Fasting’s Dark Secret: It Might Just Be the Key to Defeating Obesity!

Fasting's Dark Secret: It Might Just Be the Key to Defeating Obesity!
Fasting's Dark Secret: It Might Just Be the Key to Defeating Obesity!

United States: Scientists have found that taking breaks from eating a lot of food, called intermittent calorie restriction, can help change things in both our stomach and brain. This discovery could help people keep a healthy weight and fight obesity.

Chinese researchers looked at 25 adults with obesity and invited them to adhere to the IER plan for 62 days to monitor their compliance and the effects of a regime that is characterized by determined calorie intake and occasional fasting.

As reported by the sciencealert.com, not only did the participants and people in the study lose weight – 7.6 kilograms (16.8 pounds) or 7.8 per cent of their body weight on average – there was also documented changes in the activity of obesity-related areas of the brain, as well as the density of gut microbiota.

“Here we demonstrate that an IER diet shifts the human brain-gut-microbiome,” said health researchers Qiang Zeng from the Second Medical Center and National Clinical Research Center for Geriatric Diseases in China at the time of The results were published in December 2023.

Visual Representation.

“The observed alterations which is in the gut microbiota and activity within the addiction-related limbic circuits during and after weight loss are highly synchronized in time.”

While the changes occur, there is no understanding of what sparks these changes or whether it is the gut that is communicating with the brain.
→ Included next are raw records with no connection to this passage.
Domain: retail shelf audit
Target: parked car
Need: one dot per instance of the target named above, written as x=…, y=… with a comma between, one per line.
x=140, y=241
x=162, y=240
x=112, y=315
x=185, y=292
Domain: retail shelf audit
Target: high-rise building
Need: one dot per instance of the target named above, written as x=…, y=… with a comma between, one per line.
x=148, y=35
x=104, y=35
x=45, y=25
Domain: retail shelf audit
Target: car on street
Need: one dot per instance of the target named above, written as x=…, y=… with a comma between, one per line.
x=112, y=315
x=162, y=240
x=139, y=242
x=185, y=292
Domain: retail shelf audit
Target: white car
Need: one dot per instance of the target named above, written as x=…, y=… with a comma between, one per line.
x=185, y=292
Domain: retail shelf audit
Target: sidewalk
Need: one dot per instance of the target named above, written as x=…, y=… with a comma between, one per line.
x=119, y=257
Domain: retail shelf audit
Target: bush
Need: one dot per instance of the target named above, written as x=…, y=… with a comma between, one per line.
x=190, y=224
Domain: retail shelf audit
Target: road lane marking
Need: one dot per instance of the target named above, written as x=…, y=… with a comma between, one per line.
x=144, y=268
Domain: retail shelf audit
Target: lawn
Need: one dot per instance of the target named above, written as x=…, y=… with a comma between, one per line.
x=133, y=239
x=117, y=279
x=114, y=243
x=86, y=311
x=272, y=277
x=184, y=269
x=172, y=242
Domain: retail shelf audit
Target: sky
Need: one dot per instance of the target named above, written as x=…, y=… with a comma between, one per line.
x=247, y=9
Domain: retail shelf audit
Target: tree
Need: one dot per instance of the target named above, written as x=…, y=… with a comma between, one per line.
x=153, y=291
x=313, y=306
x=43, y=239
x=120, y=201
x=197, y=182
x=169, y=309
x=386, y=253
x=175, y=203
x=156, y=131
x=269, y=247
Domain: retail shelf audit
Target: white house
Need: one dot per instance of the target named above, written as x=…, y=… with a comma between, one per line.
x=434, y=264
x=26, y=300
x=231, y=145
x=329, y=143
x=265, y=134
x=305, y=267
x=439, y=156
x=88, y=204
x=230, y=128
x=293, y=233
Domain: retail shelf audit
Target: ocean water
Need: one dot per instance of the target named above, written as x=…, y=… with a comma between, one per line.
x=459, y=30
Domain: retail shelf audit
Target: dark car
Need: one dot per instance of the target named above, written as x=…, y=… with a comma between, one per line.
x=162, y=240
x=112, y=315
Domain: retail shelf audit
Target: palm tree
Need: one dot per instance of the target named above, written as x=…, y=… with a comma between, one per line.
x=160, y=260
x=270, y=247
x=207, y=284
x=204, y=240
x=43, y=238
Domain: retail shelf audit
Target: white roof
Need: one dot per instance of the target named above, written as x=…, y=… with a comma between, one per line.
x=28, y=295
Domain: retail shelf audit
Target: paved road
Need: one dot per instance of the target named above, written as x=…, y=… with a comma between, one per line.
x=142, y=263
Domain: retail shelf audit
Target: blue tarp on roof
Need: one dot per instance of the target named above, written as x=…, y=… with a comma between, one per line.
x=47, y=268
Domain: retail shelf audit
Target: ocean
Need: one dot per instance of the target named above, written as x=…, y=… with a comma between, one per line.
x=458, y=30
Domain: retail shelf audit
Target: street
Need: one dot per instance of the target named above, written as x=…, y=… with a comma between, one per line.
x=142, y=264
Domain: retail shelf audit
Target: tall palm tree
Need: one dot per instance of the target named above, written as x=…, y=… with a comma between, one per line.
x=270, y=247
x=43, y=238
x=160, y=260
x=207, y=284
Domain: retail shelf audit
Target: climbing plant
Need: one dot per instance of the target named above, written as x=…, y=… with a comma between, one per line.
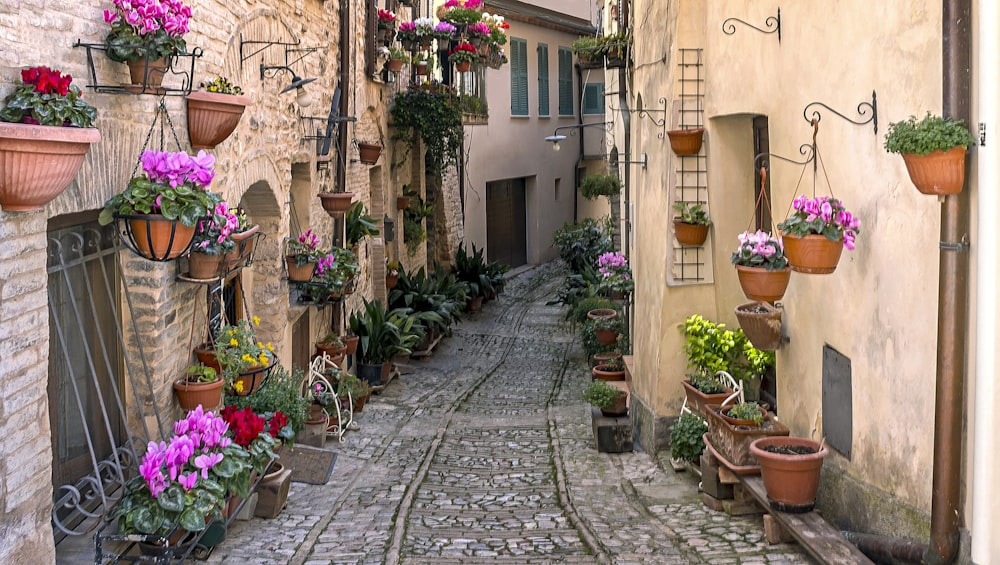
x=436, y=118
We do know that gut and the brain are linked and therefore treating certain regions of the brain could be a way of managing food intake.

Befitting the characteristic of the subjects and the scans which were to reveal alterations in the brain, specific on the inferior frontal orbital gyrus and other brain areas that are involved in the regulation of appetite as well as that which addresses addiction, the alterations that were detected were observed using fMRI scans.

Notably, the alterations in the gut microbiome, profiles of which were determined from stool samples and blood biomarkers, were associated with specific brain areas.

For instance, a relationship between Coprococcus comes and Eubacterium hallii was inversely correlated with activity in the left inferior frontal orbital gyrus that is a fast-functioning center of our will power over food intake in relation to the executive functions.